Auto Auto fail-over?

Regarding fail over, I just want to be sure that my assumptions are correct.

Assumptions:

  1. If I have 4 servers with 1 replica and 1 server fails and shutdown, ~25% of the data will be missing ?
  2. This may be corrected if I manually fail-over. However, until I do so, data will still be missing, even though I have replica ?
  3. This may be auto-corrected if I set up auto fail-over. However, until the automatic fail-over settles, there can be few minutes of missing data ?
  4. There is no way that there will not be any downtime ?

Itay

1 Like

That is correct if you want to favor consistency in our system. If you like availability you can do a few things;

  • you can read replicas even without failover taking effect (manual or auto)
  • you can set up a separate cluster and through XDCR maintain bi directional replication. You are not bound with failover logic in that case.
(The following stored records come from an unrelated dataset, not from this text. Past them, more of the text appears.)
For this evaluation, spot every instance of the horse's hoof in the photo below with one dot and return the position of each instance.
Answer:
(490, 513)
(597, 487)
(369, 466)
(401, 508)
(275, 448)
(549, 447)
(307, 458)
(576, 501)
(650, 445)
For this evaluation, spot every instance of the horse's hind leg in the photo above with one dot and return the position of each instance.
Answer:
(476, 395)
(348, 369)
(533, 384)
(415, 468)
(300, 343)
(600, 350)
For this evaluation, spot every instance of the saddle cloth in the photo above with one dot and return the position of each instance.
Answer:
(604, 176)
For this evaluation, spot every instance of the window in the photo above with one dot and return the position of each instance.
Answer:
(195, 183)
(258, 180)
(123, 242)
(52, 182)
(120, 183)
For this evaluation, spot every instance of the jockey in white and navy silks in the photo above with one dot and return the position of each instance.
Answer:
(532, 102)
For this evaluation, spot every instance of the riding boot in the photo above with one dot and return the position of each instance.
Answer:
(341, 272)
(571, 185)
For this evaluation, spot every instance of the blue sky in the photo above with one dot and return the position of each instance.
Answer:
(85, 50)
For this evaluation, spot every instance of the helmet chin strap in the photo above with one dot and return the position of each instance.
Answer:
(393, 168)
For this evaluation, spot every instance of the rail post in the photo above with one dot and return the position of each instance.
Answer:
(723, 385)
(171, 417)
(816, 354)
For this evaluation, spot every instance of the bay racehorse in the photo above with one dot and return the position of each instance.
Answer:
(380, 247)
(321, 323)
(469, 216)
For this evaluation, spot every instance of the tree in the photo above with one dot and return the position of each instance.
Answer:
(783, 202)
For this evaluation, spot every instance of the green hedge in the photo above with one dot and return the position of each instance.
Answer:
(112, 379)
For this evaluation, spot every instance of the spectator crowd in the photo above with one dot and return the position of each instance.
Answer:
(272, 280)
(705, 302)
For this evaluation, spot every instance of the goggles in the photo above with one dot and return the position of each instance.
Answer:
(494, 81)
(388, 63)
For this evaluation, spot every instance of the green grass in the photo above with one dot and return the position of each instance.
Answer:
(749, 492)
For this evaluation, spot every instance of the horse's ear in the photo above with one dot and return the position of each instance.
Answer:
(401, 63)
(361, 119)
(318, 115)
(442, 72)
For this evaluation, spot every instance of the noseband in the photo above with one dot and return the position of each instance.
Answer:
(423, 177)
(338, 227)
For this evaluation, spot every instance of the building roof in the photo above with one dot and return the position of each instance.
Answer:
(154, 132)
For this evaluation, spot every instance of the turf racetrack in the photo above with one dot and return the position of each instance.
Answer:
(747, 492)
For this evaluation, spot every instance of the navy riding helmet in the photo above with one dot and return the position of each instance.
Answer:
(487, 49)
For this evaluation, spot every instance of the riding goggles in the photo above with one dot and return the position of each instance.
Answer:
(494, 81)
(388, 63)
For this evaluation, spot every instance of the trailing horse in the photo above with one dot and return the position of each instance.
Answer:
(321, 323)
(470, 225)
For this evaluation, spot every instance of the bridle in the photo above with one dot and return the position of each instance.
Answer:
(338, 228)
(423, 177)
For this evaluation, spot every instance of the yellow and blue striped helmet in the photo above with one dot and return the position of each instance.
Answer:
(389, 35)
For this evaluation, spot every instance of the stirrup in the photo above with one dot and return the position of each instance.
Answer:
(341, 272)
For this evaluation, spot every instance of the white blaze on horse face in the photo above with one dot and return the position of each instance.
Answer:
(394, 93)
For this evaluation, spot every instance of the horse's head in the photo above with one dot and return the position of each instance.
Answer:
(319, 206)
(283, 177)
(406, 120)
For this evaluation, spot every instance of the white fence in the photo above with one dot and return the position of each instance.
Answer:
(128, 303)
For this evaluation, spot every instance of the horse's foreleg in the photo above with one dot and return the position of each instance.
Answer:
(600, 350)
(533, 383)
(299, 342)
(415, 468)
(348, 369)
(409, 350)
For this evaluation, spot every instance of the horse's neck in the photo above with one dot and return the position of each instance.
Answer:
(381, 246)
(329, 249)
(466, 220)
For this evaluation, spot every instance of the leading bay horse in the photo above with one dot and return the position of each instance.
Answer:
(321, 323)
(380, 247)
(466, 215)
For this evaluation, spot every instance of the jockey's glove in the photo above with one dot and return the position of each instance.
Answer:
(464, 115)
You can write to any of the clusters and bi directional replication will take the mutation on any cluster and replicate to the other. We have customers who do this with 200ms timeouts on their operations. Many customers do this if they can tolerate and AP system as opposed to a CP system.
    Do you favor availability over consistency? would this work for you?
    thanks
    -cihan

@cihangirb, thanks

I think that the web server can automatically detect that a CB server is down and initiate queries against the replica.
Can I ?

you can certainly do that based on a timeout. your retry can issue a replica read. however replica reads come with some downsides - for example if your timeout on the original read was due to an overloaded server (could not respond in time) and your replica was not fully caught up on replication, your replica read will end up reading stale data. As long as you are ok trading in consistency for better availability, you are in good shape in these cases.

You can avoid this situation by issues your writes with ReplicateTo flag to ensure replica is updated before you get the write ack. with that you don’t have the issue but replicateTo has a higher latency due to laws of physics. (and we don’t have a way to beat that yet :))
thanks

3 Likes